When my son was younger we occasionally watched a TV show called Zeke and Luther in which a standing character was nicknamed Stinky Cast. His distinguishing feature was his perpetual arm cast, and by nature the cast must have had a noticeable stench. By self-proclamation I have become Stinky Cast. Not because I’ve started acting like a teenage boy but because the cast on my left hand stinks—it smells bad and it stinks to wear a cast.
A month ago I was holding my son’s sweatshirt on the handlebars of my bike and it inadvertently slipped down in between the wheel and bike frame. The wheel stopped moving suddenly, I flipped over the handlebars and landed on my side, sprawled out on my neighborhood street. An orthopedic specialist put me in a cast to heal a torn ligament and bone bruise in my left hand. “But doctor, I’m a writer and a photographer, I need two hands to function,” I say, not holding back the tears. “Sorry,” he says, “If you want it to heal, you can’t use it for four weeks, minimum.”
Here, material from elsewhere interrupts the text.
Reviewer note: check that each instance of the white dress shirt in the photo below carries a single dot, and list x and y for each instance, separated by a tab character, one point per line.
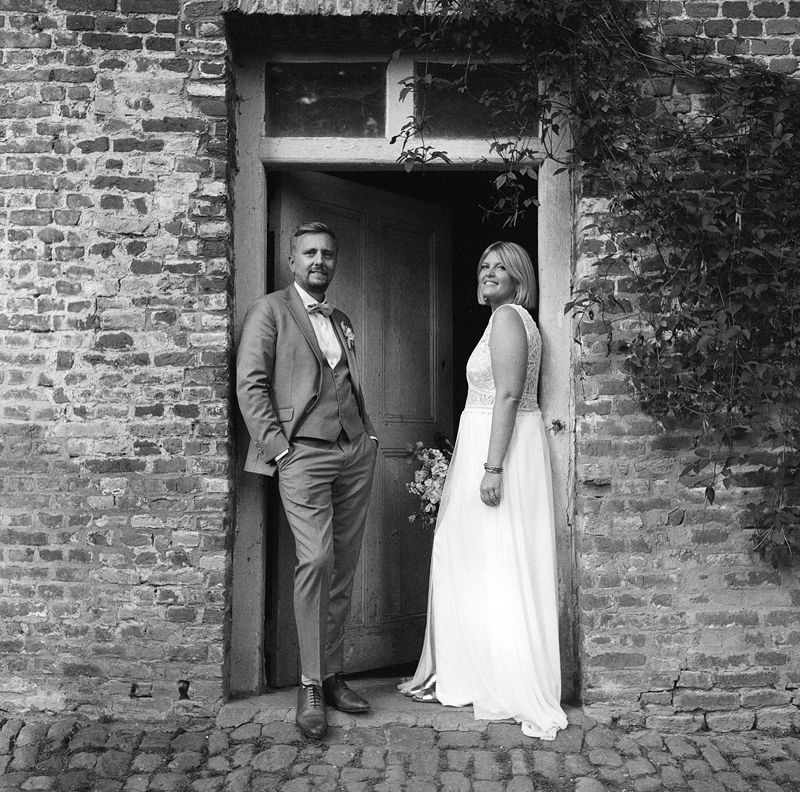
326	337
323	330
The extra attention I received from friends and co-workers carried me through the first week. But by the end of the second week the novelty wore off and the inconvenience and the pain were punctuated. I had a temper tantrum when no one in my household wanted to cut the fingernails on my right hand. My son was finally relegated to the task. After hacking his way through it he says, “Eww, your cast stinks.” I wait until he leaves to cry again, this time in silence.
I call my mom. Having lived through much more hardship than me, she says, in her even-keeled voice, “It could have been worse. You weren’t wearing a helmet and you could have hit your head.” That’s not what I wanted to hear but it’s true, of course. I know a guy at work who has hooks instead of hands, I see a child down the street who is physically disabled and has to spend his whole life in a wheelchair, and I have friend who is getting ready to have a cancerous tumor removed from her neck. How can I possibly feel sorry for myself for having a temporarily injured hand and a stinky cast?
And, yet, I do feel sorry for myself—because things could also be better. I could be living pain free with no cast. I could be able to type faster without pecking, keep my photo shoot commitments at the peak of leaf-changing season, cut my own fingernails, pull up my tights, floss my teeth, shave my right arm pit, zip up my jacket and open the container of pain reliever I need to quell the throbbing. I’m conflicted. Life circumstances could always be better or worse depending on your comparisons, and the only real comparison I have is to what my life was like before.
At the end of week three the pain is subsiding and I’m getting used to single-handedly managing my life. I take a lunchtime walk and am fully present. I realize I can walk, see, hear, think and feel the warm sun on my face. If nothing else, my stinky cast has given me a renewed appreciation for my health and my life. I still have my cast, but I also have a newfound habit of recognizing what I do have—especially the smallest of life’s conveniences—on a daily basis. I more clearly understand that life is so very fragile and everything can change at the slip of a sweatshirt.